Is Musée d Orsay worth seeing?

The Musée d’Orsay is one of the best museums in Paris and most certainly the best place to see famous impressionist and post-impressionist art. It houses an impressive array of paintings, sculptures, and decorative arts, including works by some of the most celebrated artists of the era, such as Monet, Manet, Degas, Van Gogh, and Rodin. 

In our opinion, it is definitely a must-see attraction in Paris.

How long should you spend in Musée d Orsay?

If you want to fully appreciate the diverse collection of paintings, sculptures, and decorative arts housed in the Musée d’Orsay, it is recommended that you spend at least 2-3 hours exploring the museum. This time frame would allow you to see the highlights and get a general sense of the collection, without feeling too rushed. However, if you are a true art aficionado and enjoy examining each piece in detail, you may want to consider planning for a longer visit.

A longer visit would give you the opportunity to fully immerse yourself in the different galleries and appreciate the nuances of each piece. You can take your time studying the brushstrokes, textures, and techniques used by the artists, and gain a deeper understanding of the historical and cultural context behind each work. Additionally, a longer visit would allow you to explore the museum at a more leisurely pace, giving you the chance to take breaks and absorb everything you see.

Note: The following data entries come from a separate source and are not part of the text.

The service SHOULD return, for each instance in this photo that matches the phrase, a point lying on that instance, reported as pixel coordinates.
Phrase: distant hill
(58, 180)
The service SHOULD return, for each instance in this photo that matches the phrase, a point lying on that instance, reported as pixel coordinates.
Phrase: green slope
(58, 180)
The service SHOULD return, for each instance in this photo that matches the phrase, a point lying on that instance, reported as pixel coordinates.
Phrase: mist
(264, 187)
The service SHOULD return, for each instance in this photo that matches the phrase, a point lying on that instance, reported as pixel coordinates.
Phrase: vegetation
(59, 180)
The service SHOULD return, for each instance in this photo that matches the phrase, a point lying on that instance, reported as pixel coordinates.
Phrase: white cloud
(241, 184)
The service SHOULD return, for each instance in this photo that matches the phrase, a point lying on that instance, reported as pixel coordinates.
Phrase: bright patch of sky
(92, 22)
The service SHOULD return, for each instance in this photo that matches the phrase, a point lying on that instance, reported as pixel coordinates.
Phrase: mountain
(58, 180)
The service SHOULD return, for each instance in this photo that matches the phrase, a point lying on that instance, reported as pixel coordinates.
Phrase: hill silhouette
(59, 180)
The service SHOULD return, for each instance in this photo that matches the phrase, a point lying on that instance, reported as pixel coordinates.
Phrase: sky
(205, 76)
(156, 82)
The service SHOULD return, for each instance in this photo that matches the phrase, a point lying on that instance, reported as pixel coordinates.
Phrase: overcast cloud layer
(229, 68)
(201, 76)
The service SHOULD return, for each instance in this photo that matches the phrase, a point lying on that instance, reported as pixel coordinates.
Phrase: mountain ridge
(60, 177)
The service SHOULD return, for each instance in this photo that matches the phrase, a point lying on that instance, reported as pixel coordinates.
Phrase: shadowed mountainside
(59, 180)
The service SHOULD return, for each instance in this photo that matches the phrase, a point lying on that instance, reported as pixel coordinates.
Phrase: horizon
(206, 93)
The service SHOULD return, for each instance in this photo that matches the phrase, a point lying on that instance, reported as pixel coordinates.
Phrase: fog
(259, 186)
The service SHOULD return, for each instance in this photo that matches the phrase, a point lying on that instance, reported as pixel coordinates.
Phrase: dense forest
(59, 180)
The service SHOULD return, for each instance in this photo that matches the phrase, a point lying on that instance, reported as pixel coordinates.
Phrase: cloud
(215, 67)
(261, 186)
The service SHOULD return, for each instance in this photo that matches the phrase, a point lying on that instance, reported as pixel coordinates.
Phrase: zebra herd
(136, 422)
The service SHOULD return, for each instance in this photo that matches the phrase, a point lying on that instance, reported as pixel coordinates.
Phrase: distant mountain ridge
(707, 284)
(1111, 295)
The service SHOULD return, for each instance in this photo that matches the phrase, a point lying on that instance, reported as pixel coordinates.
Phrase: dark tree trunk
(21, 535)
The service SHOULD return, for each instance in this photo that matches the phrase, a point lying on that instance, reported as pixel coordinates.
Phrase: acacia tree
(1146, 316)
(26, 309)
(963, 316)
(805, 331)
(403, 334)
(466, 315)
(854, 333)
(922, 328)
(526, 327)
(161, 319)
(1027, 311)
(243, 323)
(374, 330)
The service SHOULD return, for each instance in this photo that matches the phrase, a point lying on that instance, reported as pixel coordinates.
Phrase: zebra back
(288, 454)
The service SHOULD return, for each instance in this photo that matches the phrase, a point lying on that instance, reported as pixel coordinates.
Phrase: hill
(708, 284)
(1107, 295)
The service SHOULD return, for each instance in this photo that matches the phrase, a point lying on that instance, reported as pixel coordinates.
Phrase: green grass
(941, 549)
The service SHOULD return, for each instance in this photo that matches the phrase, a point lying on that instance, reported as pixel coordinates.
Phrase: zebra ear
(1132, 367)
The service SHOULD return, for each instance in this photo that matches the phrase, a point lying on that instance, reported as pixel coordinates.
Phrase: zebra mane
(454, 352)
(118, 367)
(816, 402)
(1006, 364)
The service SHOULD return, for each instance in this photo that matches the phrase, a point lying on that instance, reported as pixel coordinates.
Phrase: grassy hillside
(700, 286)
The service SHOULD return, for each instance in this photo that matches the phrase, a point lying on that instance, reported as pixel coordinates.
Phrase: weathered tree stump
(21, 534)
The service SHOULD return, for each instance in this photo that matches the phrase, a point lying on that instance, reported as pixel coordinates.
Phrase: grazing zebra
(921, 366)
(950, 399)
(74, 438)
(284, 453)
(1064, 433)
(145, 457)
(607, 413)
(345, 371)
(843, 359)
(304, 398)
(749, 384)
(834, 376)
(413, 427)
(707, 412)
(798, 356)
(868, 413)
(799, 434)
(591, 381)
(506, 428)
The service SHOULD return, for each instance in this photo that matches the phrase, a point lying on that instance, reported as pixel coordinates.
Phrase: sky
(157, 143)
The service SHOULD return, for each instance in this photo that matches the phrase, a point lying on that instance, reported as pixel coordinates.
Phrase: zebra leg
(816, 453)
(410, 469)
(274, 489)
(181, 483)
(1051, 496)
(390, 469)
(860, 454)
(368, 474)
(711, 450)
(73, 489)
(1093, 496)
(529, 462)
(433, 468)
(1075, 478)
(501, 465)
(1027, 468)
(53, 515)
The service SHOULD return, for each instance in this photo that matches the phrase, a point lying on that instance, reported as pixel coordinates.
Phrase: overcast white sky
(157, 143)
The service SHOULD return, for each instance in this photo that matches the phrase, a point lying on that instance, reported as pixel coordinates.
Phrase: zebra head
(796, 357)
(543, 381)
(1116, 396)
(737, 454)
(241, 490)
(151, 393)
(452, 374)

Which is better the Louvre or the Musée d Orsay?

The Louvre is one of the largest and most famous museums in the world. Its collection includes some of the most iconic and recognizable works, such as the Mona Lisa and the Venus de Milo. 

The Musée d’Orsay, on the other hand, is known for its impressive collection of Impressionist and Post-Impressionist art, including works by Monet, Manet, Degas, Van Gogh, and Cézanne. 

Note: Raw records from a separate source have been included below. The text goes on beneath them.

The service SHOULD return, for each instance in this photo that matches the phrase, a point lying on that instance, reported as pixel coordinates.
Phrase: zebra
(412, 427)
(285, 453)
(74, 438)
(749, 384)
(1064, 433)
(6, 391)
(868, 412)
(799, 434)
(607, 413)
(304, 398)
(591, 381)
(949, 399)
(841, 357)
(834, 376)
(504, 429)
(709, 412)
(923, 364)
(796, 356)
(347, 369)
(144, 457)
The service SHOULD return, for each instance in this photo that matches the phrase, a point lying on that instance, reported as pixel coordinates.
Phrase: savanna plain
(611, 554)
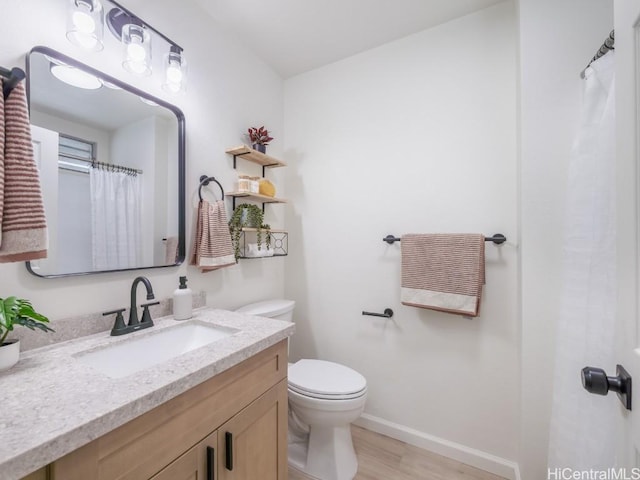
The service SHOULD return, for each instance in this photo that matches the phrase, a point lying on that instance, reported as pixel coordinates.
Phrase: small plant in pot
(249, 216)
(16, 311)
(259, 138)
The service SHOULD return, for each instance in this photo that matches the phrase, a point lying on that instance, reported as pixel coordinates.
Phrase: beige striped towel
(443, 272)
(213, 248)
(24, 227)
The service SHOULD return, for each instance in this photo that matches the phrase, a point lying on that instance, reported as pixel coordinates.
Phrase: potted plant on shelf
(259, 138)
(249, 216)
(16, 311)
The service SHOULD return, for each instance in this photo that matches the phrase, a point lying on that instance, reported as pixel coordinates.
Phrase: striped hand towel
(213, 248)
(24, 227)
(443, 272)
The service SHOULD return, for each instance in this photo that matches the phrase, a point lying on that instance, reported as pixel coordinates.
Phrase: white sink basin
(152, 348)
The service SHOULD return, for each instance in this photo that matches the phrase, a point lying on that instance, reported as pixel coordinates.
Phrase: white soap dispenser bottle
(182, 301)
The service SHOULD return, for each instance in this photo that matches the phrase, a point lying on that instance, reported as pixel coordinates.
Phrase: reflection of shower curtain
(116, 216)
(582, 434)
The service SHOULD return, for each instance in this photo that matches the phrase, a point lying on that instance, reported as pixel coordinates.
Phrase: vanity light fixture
(86, 27)
(74, 77)
(85, 24)
(137, 50)
(175, 71)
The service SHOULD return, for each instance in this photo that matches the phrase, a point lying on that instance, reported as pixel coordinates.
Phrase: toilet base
(326, 453)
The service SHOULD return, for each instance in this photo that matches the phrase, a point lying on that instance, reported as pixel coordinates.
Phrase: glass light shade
(74, 77)
(137, 50)
(175, 72)
(85, 24)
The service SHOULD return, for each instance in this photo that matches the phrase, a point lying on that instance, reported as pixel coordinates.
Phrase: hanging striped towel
(213, 248)
(24, 227)
(443, 272)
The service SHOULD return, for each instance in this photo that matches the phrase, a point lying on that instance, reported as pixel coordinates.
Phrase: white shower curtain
(582, 424)
(116, 211)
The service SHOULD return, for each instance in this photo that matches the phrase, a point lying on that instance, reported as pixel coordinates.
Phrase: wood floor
(384, 458)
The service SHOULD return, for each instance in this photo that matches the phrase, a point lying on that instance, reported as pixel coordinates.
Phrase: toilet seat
(325, 380)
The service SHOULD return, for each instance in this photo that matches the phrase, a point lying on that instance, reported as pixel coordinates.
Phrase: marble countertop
(53, 403)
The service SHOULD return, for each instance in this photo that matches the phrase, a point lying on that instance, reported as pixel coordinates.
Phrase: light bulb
(83, 22)
(137, 52)
(175, 71)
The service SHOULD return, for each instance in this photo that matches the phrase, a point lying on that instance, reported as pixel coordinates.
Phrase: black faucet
(133, 311)
(119, 328)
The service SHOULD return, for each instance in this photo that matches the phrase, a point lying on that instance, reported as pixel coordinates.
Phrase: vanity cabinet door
(198, 463)
(253, 443)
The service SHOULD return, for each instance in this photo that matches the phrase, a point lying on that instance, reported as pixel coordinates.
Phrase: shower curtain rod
(606, 46)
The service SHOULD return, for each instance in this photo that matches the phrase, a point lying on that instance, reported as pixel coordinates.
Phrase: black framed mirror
(112, 169)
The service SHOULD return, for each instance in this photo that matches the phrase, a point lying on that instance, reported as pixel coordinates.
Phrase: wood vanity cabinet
(241, 414)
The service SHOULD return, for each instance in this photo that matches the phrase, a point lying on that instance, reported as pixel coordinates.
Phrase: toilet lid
(325, 379)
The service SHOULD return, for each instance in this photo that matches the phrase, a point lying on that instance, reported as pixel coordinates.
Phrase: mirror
(112, 165)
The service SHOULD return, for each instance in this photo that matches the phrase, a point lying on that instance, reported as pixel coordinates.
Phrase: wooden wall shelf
(251, 155)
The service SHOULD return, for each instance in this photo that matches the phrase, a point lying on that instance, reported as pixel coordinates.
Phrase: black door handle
(228, 440)
(595, 380)
(211, 455)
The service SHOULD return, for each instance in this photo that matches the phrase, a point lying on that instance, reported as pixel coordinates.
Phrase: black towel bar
(497, 238)
(388, 313)
(11, 79)
(204, 181)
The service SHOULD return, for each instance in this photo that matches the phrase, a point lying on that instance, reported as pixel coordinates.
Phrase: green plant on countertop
(17, 311)
(251, 216)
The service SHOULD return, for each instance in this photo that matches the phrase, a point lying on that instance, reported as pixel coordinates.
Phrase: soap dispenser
(182, 301)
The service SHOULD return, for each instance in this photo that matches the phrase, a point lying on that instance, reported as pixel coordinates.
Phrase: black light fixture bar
(144, 24)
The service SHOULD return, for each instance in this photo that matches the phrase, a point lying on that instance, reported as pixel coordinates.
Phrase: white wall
(75, 253)
(229, 90)
(418, 135)
(557, 40)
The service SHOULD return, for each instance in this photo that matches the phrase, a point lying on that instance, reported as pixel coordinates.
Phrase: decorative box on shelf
(278, 244)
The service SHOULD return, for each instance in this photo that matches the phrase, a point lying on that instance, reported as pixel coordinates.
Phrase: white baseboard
(461, 453)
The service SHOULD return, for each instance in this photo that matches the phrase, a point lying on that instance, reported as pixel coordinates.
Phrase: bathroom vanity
(217, 412)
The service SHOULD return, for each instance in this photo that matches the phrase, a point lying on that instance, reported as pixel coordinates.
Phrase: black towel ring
(204, 181)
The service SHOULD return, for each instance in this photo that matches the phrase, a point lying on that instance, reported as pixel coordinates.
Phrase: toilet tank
(279, 309)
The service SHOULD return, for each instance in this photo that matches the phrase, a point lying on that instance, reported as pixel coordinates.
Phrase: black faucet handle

If you have a passion for the art of the ancient world and appreciate the masterpieces of Renaissance artists, then the Louvre would be the perfect museum for you. If you are fascinated by the revolutionary movement of Impressionism and the later Post-Impressionist styles, the Musée d’Orsay would be a better fit for you.

What is the best day to visit Orsay?

It is recommended to avoid weekends and holidays if possible, as these tend to be the busiest times. Tuesdays are generally less crowded than other days of the week, as the museum is closed on Mondays. It is also advisable to arrive early in the morning or later in the afternoon to avoid peak visiting hours.

What do I need to know before going to Musee d Orsay?

– Decide on the date and time you want to visit and book your tickets in advance. 
– Certain items are prohibited inside the museum, such as large backpacks, tripods, and selfie sticks. Check the museum’s website for a complete list of prohibited items.
– Do not touch or lean on the artwork, and follow the museum’s rules and regulations for photography.
– The Musée d’Orsay often hosts temporary exhibitions that require separate tickets. Check their website to see if any are taking place during your visit.
– The museum is home to many incredible artworks and exhibits, so it’s worth taking your time to explore and appreciate them.